What is the project about?

    Parks Canada is advancing work on an ideal first envisioned almost 25 years ago to develop facilities in downtown Banff (on the Banff Avenue 200-block) to support visitor reception, enjoyment and connection with the rest of the park, and to foster understanding of the challenges faced by protected areas like Banff.

    Why has it taken so long?

    This has been a part of the long-term vision for Banff National Park for decades. Parks Canada needed to acquire the necessary lots through the appropriate process. After more than two and a half decades of work, it is anticipated that by September 30, 2024, Parks Canada will have acquired 10 adjacent lots on Banff Avenue enabling Parks Canada to proceed with the next steps

    When will there be a new building on the ground? What will it look like?

    It’s too soon to say. We are in the very early stages of our planning. where our work will be focused on 1) obtaining a thorough understanding of the site through specific studies (so we know what is and is not possible), and 2) identifying the principles, considerations, constraints, needs and aspirations for redevelopment. The results of these activities will then be used to create redevelopment options for the site. We anticipate this planning stage will take about two and a half years and we will be asking for feedback from Indigenous communities, stakeholders and the public throughout this part of the process.

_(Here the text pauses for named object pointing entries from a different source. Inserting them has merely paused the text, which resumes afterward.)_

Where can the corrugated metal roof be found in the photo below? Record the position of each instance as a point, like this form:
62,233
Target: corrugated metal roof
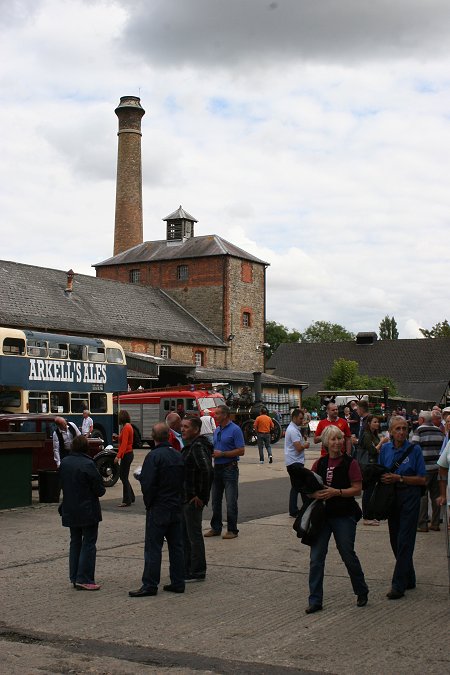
34,297
194,247
420,367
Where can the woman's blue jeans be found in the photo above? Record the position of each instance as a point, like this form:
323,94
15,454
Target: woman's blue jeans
344,532
226,478
82,554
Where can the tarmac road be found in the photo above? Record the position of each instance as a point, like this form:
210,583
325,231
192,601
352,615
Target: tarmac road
247,617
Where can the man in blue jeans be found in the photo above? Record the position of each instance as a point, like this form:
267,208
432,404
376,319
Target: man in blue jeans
162,479
229,445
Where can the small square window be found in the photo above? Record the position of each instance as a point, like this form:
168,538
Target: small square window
135,276
246,319
165,351
182,272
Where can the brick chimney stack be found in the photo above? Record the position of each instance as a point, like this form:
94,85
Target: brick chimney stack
128,230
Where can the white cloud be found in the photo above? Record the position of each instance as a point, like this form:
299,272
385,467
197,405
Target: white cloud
313,135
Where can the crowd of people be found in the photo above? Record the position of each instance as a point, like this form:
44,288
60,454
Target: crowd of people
185,469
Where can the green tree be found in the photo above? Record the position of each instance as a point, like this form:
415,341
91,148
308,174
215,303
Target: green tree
438,330
276,334
388,329
324,331
345,375
311,403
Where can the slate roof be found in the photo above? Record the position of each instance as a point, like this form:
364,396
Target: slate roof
221,375
180,214
420,368
34,296
194,247
204,374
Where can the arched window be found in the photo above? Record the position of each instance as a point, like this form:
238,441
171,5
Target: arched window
199,358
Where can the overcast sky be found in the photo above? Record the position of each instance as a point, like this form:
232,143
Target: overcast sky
313,134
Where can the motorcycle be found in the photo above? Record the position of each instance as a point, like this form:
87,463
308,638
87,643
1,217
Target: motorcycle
109,471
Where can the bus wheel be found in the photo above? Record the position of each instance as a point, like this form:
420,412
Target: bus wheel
108,470
249,434
137,439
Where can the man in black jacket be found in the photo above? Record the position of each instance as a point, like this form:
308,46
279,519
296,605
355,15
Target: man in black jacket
197,454
80,510
162,479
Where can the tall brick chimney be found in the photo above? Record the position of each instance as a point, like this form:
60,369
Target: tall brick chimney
128,230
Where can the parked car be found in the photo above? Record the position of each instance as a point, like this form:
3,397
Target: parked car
43,457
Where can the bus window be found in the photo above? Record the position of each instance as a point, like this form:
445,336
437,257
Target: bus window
38,402
96,354
48,428
208,402
114,355
191,405
59,402
28,427
14,346
10,399
77,352
57,350
98,403
37,348
79,402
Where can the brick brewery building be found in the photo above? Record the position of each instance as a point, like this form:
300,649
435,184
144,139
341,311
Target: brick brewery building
216,282
190,305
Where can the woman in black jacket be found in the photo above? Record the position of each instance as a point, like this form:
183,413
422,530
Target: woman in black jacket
342,480
80,510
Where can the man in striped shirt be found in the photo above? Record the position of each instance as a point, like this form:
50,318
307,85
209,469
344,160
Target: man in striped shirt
430,438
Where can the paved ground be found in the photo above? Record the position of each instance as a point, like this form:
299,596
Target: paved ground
248,616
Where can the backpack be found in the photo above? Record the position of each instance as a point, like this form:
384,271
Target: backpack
310,521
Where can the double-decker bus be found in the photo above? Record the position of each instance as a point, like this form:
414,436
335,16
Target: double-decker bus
61,374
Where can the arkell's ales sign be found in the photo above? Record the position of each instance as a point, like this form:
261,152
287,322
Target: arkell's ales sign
67,371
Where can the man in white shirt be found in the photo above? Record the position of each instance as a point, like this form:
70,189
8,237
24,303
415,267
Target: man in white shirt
87,425
63,436
294,453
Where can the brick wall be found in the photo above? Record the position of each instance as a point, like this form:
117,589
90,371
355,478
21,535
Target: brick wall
246,297
213,358
217,292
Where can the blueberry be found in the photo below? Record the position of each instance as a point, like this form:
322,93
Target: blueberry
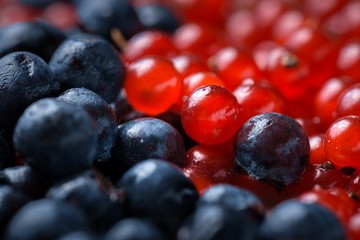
79,235
292,219
134,229
11,201
24,179
102,17
6,153
124,111
88,61
102,113
216,222
45,219
94,194
272,147
145,138
234,198
159,17
56,138
37,37
158,191
24,78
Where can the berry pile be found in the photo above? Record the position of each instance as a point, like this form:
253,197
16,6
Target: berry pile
170,119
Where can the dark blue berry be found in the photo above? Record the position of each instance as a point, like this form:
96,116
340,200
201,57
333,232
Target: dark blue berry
103,17
292,219
11,201
79,235
45,219
158,17
91,62
102,113
216,222
24,78
158,191
24,179
6,154
56,138
272,147
145,138
134,229
234,198
94,194
37,37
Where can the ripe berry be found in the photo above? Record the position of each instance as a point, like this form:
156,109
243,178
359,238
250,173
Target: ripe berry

    Why is Parks Canada doing this? Why not leave the block as it is?

    National Parks exist with the ongoing grace and support of Canadians. An investment in helping them enjoy and connect to the park, and in understanding the challenges for its protection, is an investment in the park’s future.

    How much will the project cost?

    The costs of redeveloping the site are not known at this point, as there is not yet a final design. This part of the project is limited to planning, engagement and creation of redevelopment options.  

    How can I learn more and get involved?

    Advice and feedback from Indigenous communities, stakeholders and the public throughout the scoping process is essential to ensuring design options and a final product that will meet the needs of future park visitors, support park objectives, and fit within the community.